Here is a great article summarising this in a lot more detail.
III. Focus on setting systems, not goals.
As Clear states in the book, “winners and losers have the same goals”. What differentiates winners and losers is their systems. Goals are for one-time wins, whereas systems are for the people that want to win repeatedly and consistently move forward.
“You do not rise to the level of your goals. You fall to the level of your systems.”
But what exactly is a system and how should you go about building system?
A system is simply a set of rules and routines that focus on the processes and actions you take daily. In other words, it is the collection of habits you perform on a day to day basis. Building systems requires small, consistent steps that are manageable and sustainable. However, it is equally important to building flexibility and adaptability into our systems. If one approach isn’t working or your life circumstances change, your system should change with you without abandoning your ultimate goal/objective.
Other takeaways
Focus on making small adjustments to your behaviours, rather than going ‘cold turkey’ or trying to make drastic changes that are hard to maintain.
Align your habits with the identity that you want to build.
Use habit stacking (adding a new habit onto an existing one e.g. brushing your teeth) to make it easier to remember your habits.
Break down habits into manageable two-minute tasks e.g. instead of ‘go to the gym for a 1 hour workout’, break it down into: put on gym clothes, put on and tie gym shoes, get into car, drive to gym, go into the locker room, put stuff in locker, go to treadmill, press button to start treadmill and then you have started your workout.
Adjust your habits as your circumstances change - habit formation is an ongoing process of continually improving and getting better, so your habits should change with you.
2 BEST QUOTES
I. On perfectionism and the importance of taking action rather than planning
"It is easy to get bogged down trying to find the optimal plan for change: the fastest way to lose weight, the best program to build muscle, the perfect idea for a side hustle. We are so focused on figuring out the best approach that we never get around to taking action. As Voltaire once wrote, ‘The best is the enemy of the good.'"
II. On how your goals shape your identity
“Every action you take is a vote for the type of person you wish to become.
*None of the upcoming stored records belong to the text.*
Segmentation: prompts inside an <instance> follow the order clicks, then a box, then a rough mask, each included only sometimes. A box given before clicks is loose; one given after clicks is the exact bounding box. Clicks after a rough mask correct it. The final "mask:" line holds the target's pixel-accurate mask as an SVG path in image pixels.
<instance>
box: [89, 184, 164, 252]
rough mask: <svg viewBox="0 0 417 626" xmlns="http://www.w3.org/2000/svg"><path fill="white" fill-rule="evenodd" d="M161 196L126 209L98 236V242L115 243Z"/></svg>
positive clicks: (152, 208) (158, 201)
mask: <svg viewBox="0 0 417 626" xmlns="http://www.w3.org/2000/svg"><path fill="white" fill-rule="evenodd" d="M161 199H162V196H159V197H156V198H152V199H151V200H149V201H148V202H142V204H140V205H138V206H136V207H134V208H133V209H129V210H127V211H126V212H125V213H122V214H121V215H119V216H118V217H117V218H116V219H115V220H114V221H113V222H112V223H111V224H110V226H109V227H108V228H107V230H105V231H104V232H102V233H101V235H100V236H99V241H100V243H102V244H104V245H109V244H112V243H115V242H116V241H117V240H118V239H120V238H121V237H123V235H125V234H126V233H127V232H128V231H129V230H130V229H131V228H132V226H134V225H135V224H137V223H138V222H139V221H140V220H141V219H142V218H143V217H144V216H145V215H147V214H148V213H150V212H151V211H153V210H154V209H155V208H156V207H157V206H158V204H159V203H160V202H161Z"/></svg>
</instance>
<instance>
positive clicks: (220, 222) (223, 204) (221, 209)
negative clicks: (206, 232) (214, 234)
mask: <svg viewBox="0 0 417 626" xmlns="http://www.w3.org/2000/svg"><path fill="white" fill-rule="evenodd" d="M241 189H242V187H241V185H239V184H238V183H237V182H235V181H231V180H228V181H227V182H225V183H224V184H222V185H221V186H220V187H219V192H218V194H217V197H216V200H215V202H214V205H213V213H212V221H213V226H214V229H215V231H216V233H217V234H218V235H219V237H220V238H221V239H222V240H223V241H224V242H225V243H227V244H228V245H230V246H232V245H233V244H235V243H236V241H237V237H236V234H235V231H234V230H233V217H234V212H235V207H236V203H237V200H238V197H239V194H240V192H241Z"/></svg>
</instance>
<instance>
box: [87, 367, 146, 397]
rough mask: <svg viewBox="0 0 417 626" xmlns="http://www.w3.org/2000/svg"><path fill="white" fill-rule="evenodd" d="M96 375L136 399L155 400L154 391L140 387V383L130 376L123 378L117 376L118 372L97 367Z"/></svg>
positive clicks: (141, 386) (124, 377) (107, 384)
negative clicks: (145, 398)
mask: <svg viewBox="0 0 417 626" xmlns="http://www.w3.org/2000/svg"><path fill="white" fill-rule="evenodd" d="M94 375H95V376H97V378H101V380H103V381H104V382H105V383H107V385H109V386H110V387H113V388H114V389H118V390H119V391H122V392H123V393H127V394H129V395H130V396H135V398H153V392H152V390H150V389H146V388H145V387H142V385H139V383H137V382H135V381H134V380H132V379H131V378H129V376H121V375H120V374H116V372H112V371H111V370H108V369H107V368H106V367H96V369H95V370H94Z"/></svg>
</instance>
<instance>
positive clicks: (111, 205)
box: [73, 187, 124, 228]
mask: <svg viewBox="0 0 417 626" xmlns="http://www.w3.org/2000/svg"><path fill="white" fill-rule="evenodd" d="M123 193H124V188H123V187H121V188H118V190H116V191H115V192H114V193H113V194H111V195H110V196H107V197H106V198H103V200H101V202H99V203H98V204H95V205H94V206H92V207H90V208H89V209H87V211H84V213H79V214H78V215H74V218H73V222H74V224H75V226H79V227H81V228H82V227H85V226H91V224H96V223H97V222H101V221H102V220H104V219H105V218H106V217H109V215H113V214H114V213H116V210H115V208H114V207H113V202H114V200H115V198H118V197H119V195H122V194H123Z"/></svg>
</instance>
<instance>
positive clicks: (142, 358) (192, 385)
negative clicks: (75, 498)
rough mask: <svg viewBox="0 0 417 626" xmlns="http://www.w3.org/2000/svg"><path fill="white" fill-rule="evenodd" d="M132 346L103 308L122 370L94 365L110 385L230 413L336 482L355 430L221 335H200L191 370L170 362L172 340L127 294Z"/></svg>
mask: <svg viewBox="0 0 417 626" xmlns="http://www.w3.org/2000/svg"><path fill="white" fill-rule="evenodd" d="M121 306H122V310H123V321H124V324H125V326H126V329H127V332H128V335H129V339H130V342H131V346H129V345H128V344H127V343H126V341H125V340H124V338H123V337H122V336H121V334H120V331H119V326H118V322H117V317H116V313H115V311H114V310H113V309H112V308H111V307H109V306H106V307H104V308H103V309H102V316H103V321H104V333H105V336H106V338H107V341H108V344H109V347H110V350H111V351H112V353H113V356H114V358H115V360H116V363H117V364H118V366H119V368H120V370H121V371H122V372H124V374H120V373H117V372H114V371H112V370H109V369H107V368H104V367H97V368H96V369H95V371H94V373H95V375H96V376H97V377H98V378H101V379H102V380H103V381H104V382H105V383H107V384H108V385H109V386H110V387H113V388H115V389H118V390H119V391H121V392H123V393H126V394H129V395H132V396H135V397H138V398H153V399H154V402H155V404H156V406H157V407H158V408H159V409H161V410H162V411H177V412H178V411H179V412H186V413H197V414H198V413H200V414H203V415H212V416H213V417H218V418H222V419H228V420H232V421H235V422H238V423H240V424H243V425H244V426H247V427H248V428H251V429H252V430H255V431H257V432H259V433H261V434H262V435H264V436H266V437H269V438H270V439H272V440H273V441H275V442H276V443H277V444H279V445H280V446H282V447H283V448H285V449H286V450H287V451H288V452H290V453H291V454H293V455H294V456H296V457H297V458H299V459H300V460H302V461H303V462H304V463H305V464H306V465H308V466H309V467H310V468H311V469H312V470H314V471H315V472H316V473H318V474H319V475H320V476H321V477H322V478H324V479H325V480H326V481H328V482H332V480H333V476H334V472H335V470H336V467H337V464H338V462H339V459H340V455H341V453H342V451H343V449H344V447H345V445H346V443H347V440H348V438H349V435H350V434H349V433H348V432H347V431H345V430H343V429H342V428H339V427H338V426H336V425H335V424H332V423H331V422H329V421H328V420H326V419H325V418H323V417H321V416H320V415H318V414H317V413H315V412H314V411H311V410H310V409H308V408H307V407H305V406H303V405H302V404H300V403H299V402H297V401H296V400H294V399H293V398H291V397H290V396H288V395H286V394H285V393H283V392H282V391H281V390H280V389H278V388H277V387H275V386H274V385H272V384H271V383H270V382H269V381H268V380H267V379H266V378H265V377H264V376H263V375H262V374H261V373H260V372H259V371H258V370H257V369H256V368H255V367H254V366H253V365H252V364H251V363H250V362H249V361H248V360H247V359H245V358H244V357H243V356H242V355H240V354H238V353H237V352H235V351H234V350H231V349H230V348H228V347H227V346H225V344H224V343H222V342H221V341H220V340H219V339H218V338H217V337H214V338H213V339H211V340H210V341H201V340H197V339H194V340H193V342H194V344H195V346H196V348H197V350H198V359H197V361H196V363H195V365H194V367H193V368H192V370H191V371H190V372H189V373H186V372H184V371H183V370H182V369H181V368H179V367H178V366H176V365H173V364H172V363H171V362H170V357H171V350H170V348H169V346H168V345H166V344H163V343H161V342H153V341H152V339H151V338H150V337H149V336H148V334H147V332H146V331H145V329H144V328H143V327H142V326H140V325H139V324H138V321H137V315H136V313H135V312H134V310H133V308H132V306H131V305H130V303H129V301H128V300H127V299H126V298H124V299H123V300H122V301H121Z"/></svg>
No single instance will transform your beliefs, but as the votes build up, so does the evidence of your new identity.”
“You do it because it’s who you are, and it feels good to be you. The more a habit becomes part of your life, the less you need outside encouragement to follow through. Incentives can start a habit. Identity sustains a habit.”
1 ACTION POINT
If you start doing one thing after reading Atomic Habits, start habit tracking.
Through tracking your habits over time, you can measure your progress and make sure that when you stray off track, you can easily get back to it.
The idea is simple: record all of the habits you want to establish and when you don’t complete it on a particular day, write down why you weren’t able to.
Some practical ways you can do this:
Print out a monthly calendar and mark each day you complete your habit with an X (this is how Jerry Seinfeld infamously tracked his habits).
Open an Excel spreadsheet with the dates down one column and your habit in another.
Use a habit tracking app (such as Done, TickTick or Productive).
Write it down in the notes app of your phone or in a simple pocket notebook.
How you track your habits is less important, but what you should focus on is trying to do them every single day. Since our habits compound over time, it’s important to start today and keep showing up each day.